Thanks for the response and refs. They were informative. I also came upon
this... (from G.Paul "Predatory Dinosaurs" pg. 118)..."What the elongated
pubis did is something of a mystery. The muscles the pubis and it`s boot
anchored helped hold the hind limbs close to the body, but other erect-gait
animals do not have these muscles."

I`m glad I came across this, because I have very little knowledge of the
anatomical details, but believe I have a possible explaination for this
theropod feature. I was putting together a statement trying to describe
enviornmental reasons for differences in pterosaur and theropod hip
structure, and here is what I came up with:


I`ve been looking into pterosaur and theropod hips, and trying to evaluate
these differences in terms of enviornmental conditions that may have
prevailed.Here are some of my recent thoughts on the subject...
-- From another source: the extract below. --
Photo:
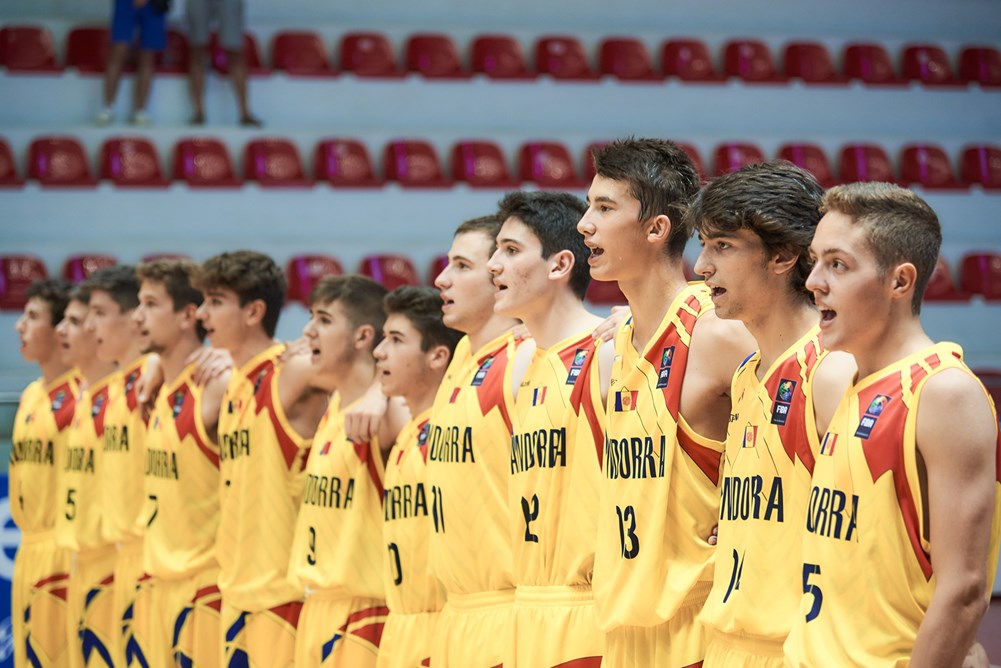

Why pterosaur and theropod hips differ (keep in mind a BCF viewpoint):

 The pterosaur body plan is "top heavy". When they landed on their feet they
had a strong tendancy to flop over onto their forepaws as well. This is why
they have no clavicles. Such fragile bones would have broken if they were
present. Pterosaurs may have landed on cycad branches which would have
offered a broader landing pad, and a springiness that would lessen the
schock of landing.There was no evolutionary "incentive" to evolve a deep hip
socket.

Early birds evolved in a colder enviornment, and had to land on the
relatively stiff branches of Gymnosperm trees. The landing pad was a slender
branch, and any foreward momentum would have caused the bird to overshoot
it`s mark, and rotate foreward and off the branch. The center of gravity had
to be aligned precisly to prevent this. The forces of the landing were
transmitted directly to the acetabulum, and therefor the socket had to be
deep.Muscles and ligaments attached from the tip of the pubis, and the
middle of the femur would tend to prevent the limb from moving outside of
the parasaggital plane, (thus preventing possible dislocation at the knee or
hip socket).The long pubis of theropods puts the distal end of this bone in
an excellent position to perform this function.Plus by it`s connection in
the midline by the pubic symphysis, makes an excellant triangular brace
against the pelvic girdle.



It is interesting to note, looking at the tyrannosaur skeleton (for
instance), that a flighted form with this body plan would have it`s pubic
bone pretty much "inline" with the path of approach to a landing pad. The
legs extended in anticipation of obtaining a perch, would tend to bring the
femur pretty much in line with the pubic bone as well. Therefor, the muscle
attachment between pubis and femur contracted to it`s fullest would bring
this alignment about. Once contact with the branch is made, and knee flexion
begins, this muscle becomes somewhat stretched, thus absorbing some of the
energy of the landing, while still maintaining a parasaggital orientation of
the femur.


Later birds were able to rotate the pubis backwards, because they developed
better rapid flapping capabilities which allowed a degree of "hovering" and
consequent decrease in the landing speeds, thus negating the need for strong
ligament restraint ventral to the acetabulum.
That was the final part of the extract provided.